Infographie présentant les émissions de CO2 anthropiques historiques par région, issue du troisième volet du sixième rapport du Giec sur le climat.
Infographie présentant les émissions de CO2 anthropiques historiques par région, issue du troisième volet du sixième rapport du Giec sur le climat. (IPCC)

Face à ce constat, les experts du Giec soulignent que les solutions à apporter à la crise climatique ne sont pas les mêmes. "Les individus au statut socio-économique élevé contribuent de manière disproportionnée aux émissions et ont un plus grand potentiel de réduction", soulignent les experts. De manière globale, ils établissent qu'un "soutien financier accéléré des pays développés aux pays en développement constitue un facilitateur essentiel pour renforcer les mesures d'atténuation et remédier aux inégalités" et faire face "à sa vulnérabilité économique au changement climatique pour les pays en développement".

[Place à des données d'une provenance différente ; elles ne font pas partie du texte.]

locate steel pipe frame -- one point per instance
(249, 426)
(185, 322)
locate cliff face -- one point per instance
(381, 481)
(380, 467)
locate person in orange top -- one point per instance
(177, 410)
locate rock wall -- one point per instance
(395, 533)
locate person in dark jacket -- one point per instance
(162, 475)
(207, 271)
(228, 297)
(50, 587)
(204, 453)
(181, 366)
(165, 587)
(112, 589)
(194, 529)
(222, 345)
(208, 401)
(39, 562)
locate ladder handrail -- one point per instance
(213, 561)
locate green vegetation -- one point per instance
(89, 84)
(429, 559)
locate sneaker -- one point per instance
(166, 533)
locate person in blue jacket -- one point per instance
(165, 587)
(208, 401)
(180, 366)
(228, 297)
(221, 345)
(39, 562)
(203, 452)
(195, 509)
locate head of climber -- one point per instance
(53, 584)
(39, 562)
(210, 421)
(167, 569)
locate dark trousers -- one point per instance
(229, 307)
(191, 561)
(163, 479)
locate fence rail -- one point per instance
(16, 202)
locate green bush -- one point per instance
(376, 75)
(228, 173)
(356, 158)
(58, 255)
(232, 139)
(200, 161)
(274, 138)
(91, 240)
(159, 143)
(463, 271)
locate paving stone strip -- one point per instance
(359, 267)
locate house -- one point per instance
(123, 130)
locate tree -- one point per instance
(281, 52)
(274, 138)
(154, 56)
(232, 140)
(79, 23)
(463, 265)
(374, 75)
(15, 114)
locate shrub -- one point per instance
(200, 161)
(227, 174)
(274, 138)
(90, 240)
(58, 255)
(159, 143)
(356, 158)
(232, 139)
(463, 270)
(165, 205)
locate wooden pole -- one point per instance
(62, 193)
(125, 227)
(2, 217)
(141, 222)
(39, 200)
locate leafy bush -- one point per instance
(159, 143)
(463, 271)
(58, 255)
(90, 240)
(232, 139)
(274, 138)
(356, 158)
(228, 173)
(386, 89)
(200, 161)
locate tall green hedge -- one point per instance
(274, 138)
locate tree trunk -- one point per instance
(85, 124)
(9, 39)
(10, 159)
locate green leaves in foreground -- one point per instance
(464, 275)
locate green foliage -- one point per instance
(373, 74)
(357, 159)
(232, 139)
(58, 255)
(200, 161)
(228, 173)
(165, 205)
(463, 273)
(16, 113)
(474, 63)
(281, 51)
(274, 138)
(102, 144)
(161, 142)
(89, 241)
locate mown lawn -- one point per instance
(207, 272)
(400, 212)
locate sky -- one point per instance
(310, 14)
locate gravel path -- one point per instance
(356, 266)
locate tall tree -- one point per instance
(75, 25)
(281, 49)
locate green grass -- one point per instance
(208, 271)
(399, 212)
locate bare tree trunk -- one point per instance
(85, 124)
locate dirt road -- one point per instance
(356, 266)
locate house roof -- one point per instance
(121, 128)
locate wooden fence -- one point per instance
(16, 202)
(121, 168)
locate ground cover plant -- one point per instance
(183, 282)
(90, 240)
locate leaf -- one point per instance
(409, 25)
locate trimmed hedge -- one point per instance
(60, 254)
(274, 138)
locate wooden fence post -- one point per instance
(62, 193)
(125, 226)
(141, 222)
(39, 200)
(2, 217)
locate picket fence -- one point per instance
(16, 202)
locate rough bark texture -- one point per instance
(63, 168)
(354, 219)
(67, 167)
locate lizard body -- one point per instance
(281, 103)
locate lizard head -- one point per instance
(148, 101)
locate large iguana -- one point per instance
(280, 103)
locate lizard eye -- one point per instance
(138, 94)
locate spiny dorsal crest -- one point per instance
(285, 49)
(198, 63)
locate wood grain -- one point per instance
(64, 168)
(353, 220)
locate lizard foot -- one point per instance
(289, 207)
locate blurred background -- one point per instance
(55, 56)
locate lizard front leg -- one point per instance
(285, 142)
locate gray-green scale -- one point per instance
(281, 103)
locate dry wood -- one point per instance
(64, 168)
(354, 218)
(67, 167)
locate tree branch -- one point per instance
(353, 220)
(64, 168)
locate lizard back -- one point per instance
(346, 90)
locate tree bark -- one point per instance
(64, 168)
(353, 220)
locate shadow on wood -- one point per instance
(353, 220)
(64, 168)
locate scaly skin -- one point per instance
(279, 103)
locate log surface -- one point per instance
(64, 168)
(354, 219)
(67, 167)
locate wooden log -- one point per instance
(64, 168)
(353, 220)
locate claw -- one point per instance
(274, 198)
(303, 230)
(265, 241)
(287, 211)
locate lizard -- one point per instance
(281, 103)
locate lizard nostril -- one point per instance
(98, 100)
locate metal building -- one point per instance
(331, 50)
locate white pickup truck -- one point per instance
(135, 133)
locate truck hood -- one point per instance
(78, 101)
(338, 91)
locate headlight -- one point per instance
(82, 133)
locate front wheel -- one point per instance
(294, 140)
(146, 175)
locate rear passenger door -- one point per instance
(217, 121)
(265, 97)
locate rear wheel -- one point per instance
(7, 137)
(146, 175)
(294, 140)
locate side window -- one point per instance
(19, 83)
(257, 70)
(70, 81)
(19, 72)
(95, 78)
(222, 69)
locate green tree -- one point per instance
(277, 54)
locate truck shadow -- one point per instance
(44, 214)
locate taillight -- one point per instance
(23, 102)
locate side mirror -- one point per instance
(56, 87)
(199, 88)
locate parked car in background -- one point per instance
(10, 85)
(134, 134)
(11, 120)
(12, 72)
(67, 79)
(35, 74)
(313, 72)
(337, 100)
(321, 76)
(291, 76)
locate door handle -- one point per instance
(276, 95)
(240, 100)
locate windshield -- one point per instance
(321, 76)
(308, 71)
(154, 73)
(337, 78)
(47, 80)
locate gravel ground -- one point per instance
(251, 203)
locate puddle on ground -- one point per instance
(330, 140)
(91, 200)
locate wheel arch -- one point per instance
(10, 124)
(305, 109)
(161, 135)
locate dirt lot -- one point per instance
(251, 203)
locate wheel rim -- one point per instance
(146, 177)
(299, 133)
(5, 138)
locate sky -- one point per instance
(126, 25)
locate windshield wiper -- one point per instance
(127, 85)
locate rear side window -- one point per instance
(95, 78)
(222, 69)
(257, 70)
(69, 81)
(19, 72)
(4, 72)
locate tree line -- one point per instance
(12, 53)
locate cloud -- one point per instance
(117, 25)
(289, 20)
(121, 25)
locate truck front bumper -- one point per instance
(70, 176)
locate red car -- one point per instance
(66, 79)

Des financements trop faibles

Pour mener à bien cette transition, d'importants financements sont nécessaires. Aujourd'hui, constate le Giec, "les flux financiers privés et publics vers les énergies fossiles sont toujours plus importants que ceux pour l'adaptation et l'atténuation du changement climatique". Selon les calculs des scientifiques, les financements annuels, pour la décennie 2020, devraient être "trois à six fois plus importants que les niveaux actuels" pour respecter les objectifs de l'accord de Paris. "Malgré une impulsion et des engagements, les progrès réels ont été lents", constate Raphaël Jachnik, co-auteur du rapport et analyste politique à l'OCDE (Organisation de coopération et de développement économiques).